I’ve found myself confronting an odd personal dichotomy:
I frequently, almost obsessively and exclusively, travel outside the borders of the United States whenever I can. I can tell you how to get, step by step, from Richmond to a small town in Northern Thailand using mostly public transportation.
YET……
I doubt that I could navigate a visiting guest from my house to anywhere not located within Richmond City and even then Google Maps might be involved.
I’ve become somewhat of a creature of habit and I’ve found that’s pretty easy to do here in RVA. I frequent the same places for happy hour and eat brunch at the same restaurants. I’ll drive the same streets to and from home to just about everywhere and take part in the same small handful of activities year after year.

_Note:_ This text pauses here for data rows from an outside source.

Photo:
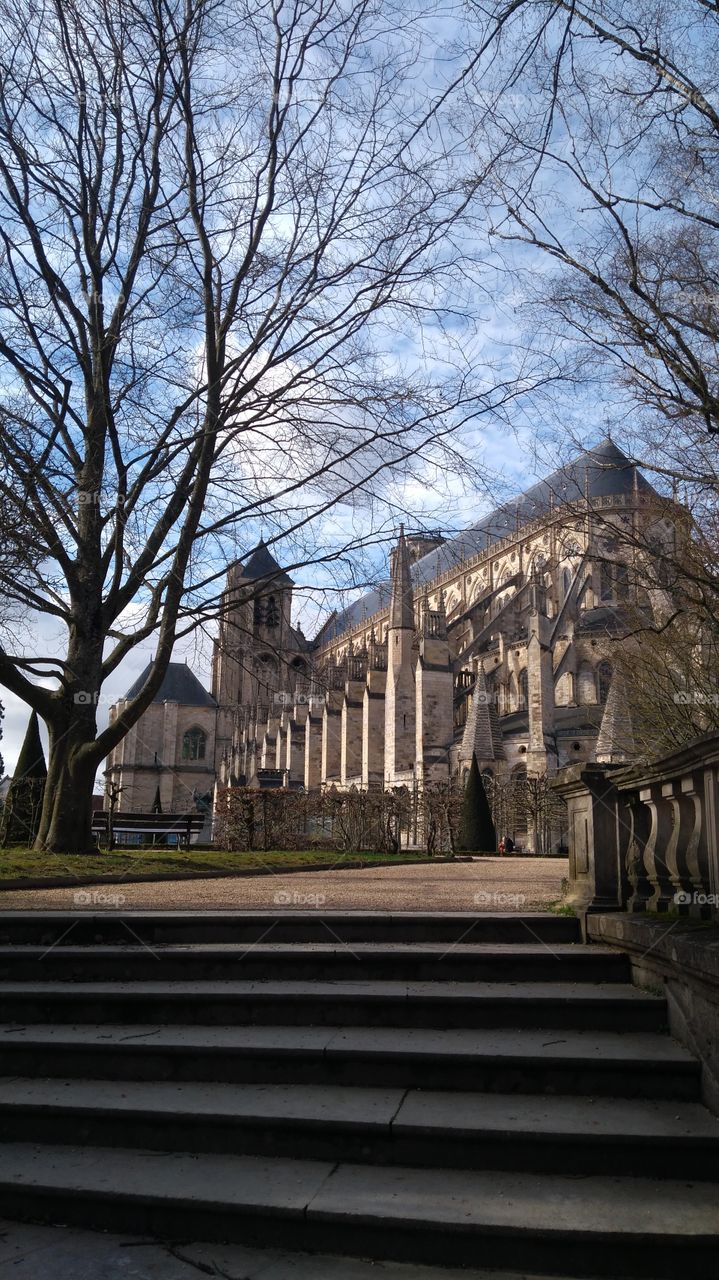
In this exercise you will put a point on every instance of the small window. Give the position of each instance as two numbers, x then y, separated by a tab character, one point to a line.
607	581
603	680
193	745
523	690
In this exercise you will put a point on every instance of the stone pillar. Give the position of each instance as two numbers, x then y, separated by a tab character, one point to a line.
331	736
434	693
399	707
540	689
351	731
595	863
374	728
293	762
314	746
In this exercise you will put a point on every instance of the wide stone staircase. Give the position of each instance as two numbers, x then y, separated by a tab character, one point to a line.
447	1091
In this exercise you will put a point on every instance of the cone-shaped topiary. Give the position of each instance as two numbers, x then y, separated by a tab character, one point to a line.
476	828
23	804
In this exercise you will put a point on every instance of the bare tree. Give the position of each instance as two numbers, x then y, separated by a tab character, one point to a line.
215	222
610	118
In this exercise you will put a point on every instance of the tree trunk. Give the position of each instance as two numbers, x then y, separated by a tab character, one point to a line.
65	824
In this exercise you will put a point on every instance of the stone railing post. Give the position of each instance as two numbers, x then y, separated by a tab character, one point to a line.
596	873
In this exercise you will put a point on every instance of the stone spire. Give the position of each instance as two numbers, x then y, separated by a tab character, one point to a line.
402	604
481	736
616	741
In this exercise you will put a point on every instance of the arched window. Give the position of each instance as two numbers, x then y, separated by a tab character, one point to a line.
603	680
605	581
271	612
523	690
586	685
193	745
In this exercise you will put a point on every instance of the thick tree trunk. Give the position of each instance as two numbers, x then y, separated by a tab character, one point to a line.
65	824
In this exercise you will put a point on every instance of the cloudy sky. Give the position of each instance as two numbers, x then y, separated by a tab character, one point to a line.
511	461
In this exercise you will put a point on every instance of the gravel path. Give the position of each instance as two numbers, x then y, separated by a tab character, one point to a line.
482	885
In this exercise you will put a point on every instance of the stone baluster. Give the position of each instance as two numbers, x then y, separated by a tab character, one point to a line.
659	874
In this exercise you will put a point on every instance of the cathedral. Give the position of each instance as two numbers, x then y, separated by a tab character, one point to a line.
498	643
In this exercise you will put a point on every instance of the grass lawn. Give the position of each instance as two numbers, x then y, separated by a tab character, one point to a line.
21	863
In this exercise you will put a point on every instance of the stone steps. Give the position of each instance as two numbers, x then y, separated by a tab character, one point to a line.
356	961
363	1125
31	1251
413	1101
600	1006
603	1226
319	926
628	1064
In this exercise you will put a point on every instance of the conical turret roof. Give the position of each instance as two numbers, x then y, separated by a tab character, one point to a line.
482	735
616	743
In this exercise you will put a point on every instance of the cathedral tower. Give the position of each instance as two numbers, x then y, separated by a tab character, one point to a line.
399	695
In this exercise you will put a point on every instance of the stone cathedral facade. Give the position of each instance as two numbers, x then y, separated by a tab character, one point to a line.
500	641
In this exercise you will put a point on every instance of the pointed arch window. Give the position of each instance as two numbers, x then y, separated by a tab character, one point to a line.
523	690
193	745
271	612
603	681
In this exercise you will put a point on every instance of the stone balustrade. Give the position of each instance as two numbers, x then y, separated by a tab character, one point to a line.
645	839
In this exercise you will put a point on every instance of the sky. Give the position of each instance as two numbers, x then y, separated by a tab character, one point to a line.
514	461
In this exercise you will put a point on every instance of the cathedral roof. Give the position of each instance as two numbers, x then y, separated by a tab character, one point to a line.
262	563
178	686
599	472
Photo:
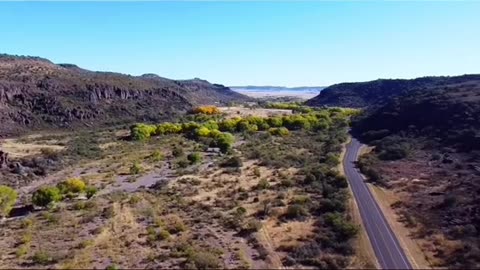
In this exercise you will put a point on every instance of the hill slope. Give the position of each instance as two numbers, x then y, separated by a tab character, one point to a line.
36	93
364	94
447	113
427	151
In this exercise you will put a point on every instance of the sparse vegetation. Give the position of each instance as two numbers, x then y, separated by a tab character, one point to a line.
8	197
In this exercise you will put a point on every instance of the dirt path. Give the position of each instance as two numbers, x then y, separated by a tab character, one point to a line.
411	246
273	257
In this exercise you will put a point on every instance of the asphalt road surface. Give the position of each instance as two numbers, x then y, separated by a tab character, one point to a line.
387	249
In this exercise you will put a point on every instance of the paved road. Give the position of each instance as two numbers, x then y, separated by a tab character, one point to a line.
389	253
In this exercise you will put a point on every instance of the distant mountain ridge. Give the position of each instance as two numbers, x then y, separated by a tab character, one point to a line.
378	92
279	88
36	93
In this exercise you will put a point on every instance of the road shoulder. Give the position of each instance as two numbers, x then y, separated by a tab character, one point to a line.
364	255
412	248
385	198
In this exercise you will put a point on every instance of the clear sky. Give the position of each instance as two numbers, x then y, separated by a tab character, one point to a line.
254	43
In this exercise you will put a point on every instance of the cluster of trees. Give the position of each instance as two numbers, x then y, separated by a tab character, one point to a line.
209	110
214	128
8	197
68	189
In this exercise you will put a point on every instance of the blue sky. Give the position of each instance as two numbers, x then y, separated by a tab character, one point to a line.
255	43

I am a person who walked two hours on a barely marked trail through desiccated rice paddies in Laos to stay in a bamboo hut for the night, yet I feel that driving from the Fan to Crossroads Coffee on Forest Hill Ave is a distance far enough to require serious pondering. It’s ridiculous!
Richmond Has So Many Different Things To Do!
To have lived here a decade and experienced so little is preposterous. The city is positively bursting at the seams with a little something for everyone and if you’re open to trying something at least once, there is no reason to claim that “Richmond is boring”.
That is the hypothesis I’m building this whole blog project on.
I want to visit every craft brewery, walk the halls of every museum, see the James River from kayak to paddleboard, run the trails and bike the city. I need to force myself to do different things and be open to new experiences.
Part of what I loved about my life of travel when I quit my job and backpacked the world was the sheer variety that every day could bring. I don’t see why I can’t recreate some semblance of that here in Richmond.
I’ve got the will, now I just need to find all of the ways.